Ma se avete una stampreria di piccole o medie dimensioni, sapete bene quali siano le difficoltà. Non si tratta semplicemente di acquistare una lampada che funzioni… bisogna trovare una lampada che si adatti perfettamente alla vostra macchina, senza però appesantire troppo il bilancio finanziario.
Come funzionano davvero queste lampade
Per ottenere i risultati desiderati, si fa uso di vapore di mercurio a bassa e media pressione, al fine di generare le lunghezze d’onda UV necessarie. Per la maggior parte dei casi, ciò significa concentrarsi su una lunghezza d’onda di circa 254 nm. Perché? Perché è proprio questa lunghezza d’onda che permette alla luce UV di penetrare profondamente nell’inchiostro, facendolo polimerizzare correttamente.
Il ruolo della velocità di produzione
La velocità di produzione è fondamentale. Se aumentate la velocità del nastro trasportatore per rispettare i tempi di consegna, avrete bisogno di una lampada più potente.
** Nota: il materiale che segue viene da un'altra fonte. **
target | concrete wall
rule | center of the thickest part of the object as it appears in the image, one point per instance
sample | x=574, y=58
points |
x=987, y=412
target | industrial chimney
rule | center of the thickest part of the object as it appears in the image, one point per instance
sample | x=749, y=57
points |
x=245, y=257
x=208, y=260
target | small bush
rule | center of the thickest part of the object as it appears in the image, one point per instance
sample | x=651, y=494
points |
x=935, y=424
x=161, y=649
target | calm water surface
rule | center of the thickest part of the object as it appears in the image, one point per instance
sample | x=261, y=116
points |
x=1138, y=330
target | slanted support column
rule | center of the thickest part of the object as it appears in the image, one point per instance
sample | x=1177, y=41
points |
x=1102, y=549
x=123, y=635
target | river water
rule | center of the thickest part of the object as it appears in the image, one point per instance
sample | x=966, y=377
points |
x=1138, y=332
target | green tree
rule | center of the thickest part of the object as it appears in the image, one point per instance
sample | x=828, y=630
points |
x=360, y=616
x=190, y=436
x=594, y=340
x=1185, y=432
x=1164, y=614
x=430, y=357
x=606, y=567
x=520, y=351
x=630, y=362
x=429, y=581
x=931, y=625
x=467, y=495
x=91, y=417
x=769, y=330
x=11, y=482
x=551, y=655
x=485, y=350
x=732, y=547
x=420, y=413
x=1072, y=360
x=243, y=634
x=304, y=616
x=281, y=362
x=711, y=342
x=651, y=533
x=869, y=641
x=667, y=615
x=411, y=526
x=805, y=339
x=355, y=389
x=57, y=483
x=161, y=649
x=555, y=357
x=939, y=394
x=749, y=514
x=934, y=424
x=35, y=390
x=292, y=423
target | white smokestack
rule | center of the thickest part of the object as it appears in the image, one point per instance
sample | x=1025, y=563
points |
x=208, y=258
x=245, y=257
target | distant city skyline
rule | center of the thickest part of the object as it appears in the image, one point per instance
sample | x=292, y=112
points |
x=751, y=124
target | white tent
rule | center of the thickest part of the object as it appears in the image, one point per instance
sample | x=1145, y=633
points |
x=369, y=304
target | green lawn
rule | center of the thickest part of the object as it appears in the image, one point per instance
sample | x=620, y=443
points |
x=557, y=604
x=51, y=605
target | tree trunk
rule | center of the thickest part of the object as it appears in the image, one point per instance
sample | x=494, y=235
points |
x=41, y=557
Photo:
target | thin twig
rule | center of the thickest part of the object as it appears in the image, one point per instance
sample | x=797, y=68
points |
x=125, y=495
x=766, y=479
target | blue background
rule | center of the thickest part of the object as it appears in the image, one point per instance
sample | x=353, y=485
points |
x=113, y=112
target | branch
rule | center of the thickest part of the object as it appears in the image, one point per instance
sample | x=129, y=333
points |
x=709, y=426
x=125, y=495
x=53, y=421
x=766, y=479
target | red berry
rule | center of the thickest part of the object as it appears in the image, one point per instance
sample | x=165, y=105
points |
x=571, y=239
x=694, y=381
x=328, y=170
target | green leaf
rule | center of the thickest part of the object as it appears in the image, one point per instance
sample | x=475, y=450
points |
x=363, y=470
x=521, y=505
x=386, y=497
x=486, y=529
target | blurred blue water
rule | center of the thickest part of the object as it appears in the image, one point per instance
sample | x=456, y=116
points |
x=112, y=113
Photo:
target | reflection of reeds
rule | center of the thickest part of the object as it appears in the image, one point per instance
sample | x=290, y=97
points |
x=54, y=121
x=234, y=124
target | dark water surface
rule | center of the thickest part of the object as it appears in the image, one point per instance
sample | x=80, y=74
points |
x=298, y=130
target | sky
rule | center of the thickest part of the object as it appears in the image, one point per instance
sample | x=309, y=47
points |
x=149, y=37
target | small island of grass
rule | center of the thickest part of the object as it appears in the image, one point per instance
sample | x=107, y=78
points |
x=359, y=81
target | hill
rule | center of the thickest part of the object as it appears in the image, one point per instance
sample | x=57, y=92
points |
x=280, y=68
Se invece la lampada non è abbastanza potente, l’inchiostro resterà umido e vi saranno problemi.
Perché le lampade disponibili sul mercato spesso non funzionano bene
Le lampade generiche rappresentano un rischio: spesso creano delle zone “fredde” nella zona di polimerizzazione, dove l’inchiostro non riesce a solidificarsi correttamente. Noi invece modifichiamo la lunghezza del tubo e la posizione degli elettrodi, in modo che la luce UV possa colpire uniformemente tutta la superficie da trattare. Inoltre, utilizziamo vetro di quarzo ad alta purezza: è molto resistente e non si rompe nemmeno quando la temperatura nell’ambiente diventa troppo elevata.
Attenzione al raffreddamento
Queste lampade diventano molto calde durante il funzionamento. Se il flusso d’aria è insufficiente, il vetro si surriscalda. In tal caso si verifica il fenomeno della “solariizzazione”: il vetro diventa opaco e blocca la luce UV. Una volta che questo accade, la lampada non funziona più correttamente.
Come farle funzionare al meglio nella vostra stampreria
Noi costruiamo queste lampade in modo che possano essere sostituite facilmente. Non è necessario modificare l’intero sistema di alimentazione elettrica solo per ottenere risultati migliori. Quando regoliamo l’output spettrale in base all’inchiostro utilizzato, potreste scoprire di aver bisogno di meno lampade. È un vantaggio per tutti: i costi energetici diminuiscono, e i materiali utilizzati – come il PET o i tessuti – non vengono danneggiati. Risultati puliti e veloci, insomma.